The shares of the first three giants are all close to 75%, and they are doing well. Snack Dai previously reported that in sharp contrast to the slowdown in the instant coffee category, Nestl é's ready-to-drink coffee achieved double-digit growth in China in 2014, said Bok Kai, CEO of Nestl é. The unification of the annual results just announced the day before yesterday indicated that it would accelerate the investment of resources and intensive cultivation of channels for first-and second-tier focus cities, so as to expand the relative competitive advantage of ready-to-drink coffee.

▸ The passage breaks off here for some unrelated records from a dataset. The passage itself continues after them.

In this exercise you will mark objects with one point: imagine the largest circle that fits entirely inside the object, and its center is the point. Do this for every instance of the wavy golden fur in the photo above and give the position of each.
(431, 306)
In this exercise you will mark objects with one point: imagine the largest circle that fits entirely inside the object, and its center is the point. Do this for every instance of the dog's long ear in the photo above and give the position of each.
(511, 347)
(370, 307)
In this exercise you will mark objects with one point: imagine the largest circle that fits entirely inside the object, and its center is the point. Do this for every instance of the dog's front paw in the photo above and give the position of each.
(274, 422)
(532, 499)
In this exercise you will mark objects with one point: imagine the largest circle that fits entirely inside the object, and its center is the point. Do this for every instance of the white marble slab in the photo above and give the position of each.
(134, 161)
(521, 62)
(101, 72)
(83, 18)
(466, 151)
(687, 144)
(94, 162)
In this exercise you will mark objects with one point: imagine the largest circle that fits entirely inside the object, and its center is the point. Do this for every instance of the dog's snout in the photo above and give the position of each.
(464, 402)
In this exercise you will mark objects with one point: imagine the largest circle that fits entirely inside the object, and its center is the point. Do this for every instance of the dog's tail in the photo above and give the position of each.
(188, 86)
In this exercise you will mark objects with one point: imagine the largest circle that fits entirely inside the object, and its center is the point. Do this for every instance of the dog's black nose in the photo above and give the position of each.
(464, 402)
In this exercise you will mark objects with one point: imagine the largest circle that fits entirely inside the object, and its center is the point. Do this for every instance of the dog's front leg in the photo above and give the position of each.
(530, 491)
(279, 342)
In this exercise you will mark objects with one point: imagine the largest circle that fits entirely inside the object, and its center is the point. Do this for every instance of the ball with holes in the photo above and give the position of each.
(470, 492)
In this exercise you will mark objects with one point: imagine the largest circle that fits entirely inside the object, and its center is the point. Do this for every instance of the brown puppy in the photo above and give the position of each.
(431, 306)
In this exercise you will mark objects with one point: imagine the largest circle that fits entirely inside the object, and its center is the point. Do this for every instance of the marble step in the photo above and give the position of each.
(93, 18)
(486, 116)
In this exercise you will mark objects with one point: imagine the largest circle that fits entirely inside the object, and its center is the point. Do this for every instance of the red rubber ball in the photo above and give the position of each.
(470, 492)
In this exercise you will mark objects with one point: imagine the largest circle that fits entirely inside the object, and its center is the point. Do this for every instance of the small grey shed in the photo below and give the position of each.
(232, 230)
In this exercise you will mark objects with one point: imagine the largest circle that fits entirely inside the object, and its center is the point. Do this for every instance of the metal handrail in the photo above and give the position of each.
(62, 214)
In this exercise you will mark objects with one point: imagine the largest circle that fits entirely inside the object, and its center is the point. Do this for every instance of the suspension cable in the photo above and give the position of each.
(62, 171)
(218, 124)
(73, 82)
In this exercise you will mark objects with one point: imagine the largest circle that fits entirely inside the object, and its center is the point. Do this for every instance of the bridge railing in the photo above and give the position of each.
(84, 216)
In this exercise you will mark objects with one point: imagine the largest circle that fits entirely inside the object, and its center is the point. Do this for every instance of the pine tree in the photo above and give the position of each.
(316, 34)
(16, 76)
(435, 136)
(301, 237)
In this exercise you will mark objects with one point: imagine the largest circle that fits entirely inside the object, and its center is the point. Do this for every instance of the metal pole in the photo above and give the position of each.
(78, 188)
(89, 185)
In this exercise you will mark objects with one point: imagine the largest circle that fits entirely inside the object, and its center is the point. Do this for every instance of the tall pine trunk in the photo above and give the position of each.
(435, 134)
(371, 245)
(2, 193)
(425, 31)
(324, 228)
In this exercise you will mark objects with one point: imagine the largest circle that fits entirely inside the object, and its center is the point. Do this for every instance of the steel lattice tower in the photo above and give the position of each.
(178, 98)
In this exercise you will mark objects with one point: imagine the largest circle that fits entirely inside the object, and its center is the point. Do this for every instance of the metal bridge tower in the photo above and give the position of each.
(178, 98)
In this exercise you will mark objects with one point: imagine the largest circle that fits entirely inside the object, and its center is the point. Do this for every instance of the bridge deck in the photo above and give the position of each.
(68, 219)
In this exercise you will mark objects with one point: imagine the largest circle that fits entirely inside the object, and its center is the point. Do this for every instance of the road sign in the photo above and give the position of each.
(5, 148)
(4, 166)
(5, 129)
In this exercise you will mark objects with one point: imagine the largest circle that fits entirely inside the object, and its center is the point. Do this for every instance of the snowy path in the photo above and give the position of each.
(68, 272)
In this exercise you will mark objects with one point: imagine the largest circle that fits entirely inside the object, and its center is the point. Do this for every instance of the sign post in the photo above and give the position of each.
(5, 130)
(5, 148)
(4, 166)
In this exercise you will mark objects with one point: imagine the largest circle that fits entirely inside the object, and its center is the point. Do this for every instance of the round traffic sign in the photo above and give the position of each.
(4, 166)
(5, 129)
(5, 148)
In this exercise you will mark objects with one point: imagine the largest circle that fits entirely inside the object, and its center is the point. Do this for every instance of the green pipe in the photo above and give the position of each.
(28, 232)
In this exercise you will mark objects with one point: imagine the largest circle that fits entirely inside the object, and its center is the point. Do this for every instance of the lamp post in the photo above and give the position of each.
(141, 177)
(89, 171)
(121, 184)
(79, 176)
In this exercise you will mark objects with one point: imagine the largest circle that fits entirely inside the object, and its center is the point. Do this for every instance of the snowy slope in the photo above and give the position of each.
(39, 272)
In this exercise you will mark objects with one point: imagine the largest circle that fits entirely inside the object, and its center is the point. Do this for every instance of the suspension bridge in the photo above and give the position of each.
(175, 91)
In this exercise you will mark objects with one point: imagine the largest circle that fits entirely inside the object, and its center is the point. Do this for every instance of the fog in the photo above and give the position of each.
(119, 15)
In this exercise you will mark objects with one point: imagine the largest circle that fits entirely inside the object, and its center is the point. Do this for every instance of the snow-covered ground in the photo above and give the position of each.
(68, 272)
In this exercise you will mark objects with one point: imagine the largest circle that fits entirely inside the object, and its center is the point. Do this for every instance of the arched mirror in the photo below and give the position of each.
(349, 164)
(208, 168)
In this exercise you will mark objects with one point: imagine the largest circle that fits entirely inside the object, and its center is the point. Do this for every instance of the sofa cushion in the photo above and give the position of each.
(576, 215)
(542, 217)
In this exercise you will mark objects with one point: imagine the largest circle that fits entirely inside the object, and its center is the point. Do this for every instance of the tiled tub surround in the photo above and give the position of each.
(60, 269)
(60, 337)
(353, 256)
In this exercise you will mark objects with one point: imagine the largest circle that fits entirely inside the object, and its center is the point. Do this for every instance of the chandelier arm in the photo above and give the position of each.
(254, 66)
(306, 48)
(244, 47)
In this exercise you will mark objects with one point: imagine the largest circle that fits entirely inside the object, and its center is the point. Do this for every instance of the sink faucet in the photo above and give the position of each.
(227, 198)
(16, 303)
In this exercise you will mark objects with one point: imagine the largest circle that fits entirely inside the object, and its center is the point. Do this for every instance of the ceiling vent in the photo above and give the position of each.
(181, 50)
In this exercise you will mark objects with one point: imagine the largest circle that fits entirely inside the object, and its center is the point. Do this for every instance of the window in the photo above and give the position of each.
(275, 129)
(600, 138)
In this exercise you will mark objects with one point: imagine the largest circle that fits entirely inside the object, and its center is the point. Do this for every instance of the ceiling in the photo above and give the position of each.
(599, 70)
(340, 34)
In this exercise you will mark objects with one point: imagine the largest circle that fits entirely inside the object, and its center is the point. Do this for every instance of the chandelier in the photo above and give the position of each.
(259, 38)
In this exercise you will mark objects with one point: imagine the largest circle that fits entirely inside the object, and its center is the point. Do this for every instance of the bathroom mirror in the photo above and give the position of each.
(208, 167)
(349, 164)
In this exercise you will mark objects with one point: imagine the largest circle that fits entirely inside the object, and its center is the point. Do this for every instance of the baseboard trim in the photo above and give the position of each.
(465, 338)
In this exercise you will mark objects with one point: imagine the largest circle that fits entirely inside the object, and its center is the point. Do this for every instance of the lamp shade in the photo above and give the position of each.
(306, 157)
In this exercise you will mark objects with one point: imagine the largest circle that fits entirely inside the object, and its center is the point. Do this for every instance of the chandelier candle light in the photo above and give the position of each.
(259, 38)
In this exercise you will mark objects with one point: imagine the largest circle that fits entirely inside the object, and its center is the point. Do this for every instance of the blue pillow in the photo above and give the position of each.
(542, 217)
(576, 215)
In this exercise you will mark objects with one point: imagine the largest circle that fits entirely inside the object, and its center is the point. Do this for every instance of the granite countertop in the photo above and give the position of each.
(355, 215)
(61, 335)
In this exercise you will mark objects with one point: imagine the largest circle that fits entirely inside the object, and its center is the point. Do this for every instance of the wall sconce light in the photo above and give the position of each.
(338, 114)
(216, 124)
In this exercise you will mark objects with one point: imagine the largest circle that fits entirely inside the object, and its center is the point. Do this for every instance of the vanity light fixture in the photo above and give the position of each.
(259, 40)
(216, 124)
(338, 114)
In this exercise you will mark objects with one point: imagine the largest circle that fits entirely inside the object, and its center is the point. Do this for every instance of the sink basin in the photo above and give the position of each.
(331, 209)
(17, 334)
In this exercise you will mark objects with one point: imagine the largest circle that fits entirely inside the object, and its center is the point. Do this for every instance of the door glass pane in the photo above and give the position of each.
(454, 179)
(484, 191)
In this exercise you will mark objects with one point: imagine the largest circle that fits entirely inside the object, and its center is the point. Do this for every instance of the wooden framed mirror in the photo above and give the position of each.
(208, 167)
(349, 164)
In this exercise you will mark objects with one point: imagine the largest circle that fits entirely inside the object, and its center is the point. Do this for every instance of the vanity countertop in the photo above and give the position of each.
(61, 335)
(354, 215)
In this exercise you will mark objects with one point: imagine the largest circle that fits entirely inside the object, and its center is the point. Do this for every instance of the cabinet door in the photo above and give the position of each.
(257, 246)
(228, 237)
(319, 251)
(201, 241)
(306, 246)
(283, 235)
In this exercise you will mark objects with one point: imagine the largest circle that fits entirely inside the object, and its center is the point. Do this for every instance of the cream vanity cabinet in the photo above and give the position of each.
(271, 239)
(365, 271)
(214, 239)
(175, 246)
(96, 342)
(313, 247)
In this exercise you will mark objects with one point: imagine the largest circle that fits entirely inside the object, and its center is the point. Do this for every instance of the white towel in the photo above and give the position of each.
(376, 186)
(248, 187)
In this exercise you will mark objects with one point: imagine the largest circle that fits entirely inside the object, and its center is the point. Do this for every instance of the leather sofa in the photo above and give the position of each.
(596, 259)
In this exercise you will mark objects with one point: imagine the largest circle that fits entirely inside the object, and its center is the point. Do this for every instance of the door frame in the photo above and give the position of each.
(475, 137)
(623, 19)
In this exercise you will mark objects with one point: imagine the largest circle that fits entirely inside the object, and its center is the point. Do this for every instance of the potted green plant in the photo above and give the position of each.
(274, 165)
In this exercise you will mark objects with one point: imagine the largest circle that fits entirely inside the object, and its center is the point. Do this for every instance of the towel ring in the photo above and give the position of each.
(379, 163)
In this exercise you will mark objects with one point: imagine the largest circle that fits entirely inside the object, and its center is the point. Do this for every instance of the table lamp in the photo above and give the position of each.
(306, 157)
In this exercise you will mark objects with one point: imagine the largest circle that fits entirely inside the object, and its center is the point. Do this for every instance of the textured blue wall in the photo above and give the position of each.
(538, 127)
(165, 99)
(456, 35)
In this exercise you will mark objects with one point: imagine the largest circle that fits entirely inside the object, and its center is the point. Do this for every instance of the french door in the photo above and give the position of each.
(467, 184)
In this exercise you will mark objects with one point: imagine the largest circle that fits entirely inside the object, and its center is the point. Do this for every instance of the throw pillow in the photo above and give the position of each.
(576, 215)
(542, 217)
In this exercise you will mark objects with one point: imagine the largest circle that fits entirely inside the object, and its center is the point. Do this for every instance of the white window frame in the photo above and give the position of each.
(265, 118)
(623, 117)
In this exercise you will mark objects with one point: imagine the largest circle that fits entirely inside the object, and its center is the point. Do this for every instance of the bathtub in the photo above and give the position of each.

However, Master Kang and Starbucks still want a piece of the pie. Today, in the above announcement, Starbucks said that this cooperation will promote Starbucks to develop new product categories, while Master Kang said that the ready-to-drink market has a broad space for development in China, and the cooperation with Starbucks will further enrich Master Kang's beverage portfolio in the Chinese market.

The two families have made a clear division of labor. Under the agreement, Chinese mainland will give full play to its expertise and leadership in coffee, responsible for product development and innovation, as well as brand development, while Master Kang will be responsible for the production and sale of Starbucks ready-to-drink beverages in Starbucks.

The announcement did not also disclose how long the agreement will last, but said it plans to produce and market Starbucks bottled Frappuccino drinks with existing and new flavors in China in 2016. After that, more innovative products will be launched. Starbucks ready-to-drink products will be extended to more sales outlets and cities.

According to the company's quarterly report last year, as of that time, the company had 35870 dealers in Chinese mainland, 118635 direct retailers and 452 beverage production lines. As for Chinese mainland, it has more than 1500 stores, and ready-to-drink coffee is now available in more than 6000 stores, supermarkets and convenience stores. Tmall supermarket shows that Frappuccino is currently imported from the United States, a bottle (281ml) "special price" about 15 yuan.

In fact, Chinese mainland launched its own ready-to-drink coffee for the first time in 2007, in partnership with Pepsi, when the former focused on the latter's distribution capabilities. However, about three years later, Pepsi accepted Suntory's offer to help it distribute ready-to-drink coffee. A source told the snack generation at that time that this was tantamount to announcing a "breakup" with Starbucks.

Later, Pepsi Beverage and Master Kang later formed an alliance. Today, Starbucks is back.

Multinationals tend to look for a local partner on Chinese mainland because it is the easiest way to target consumers in China's huge market, Reuters reported today. The report also quoted analysts as saying that the cooperation will reduce the cost of Starbucks ready-to-drink coffee and allow Starbucks products to appear in some small Chinese cities, which will create a new group of customers for it.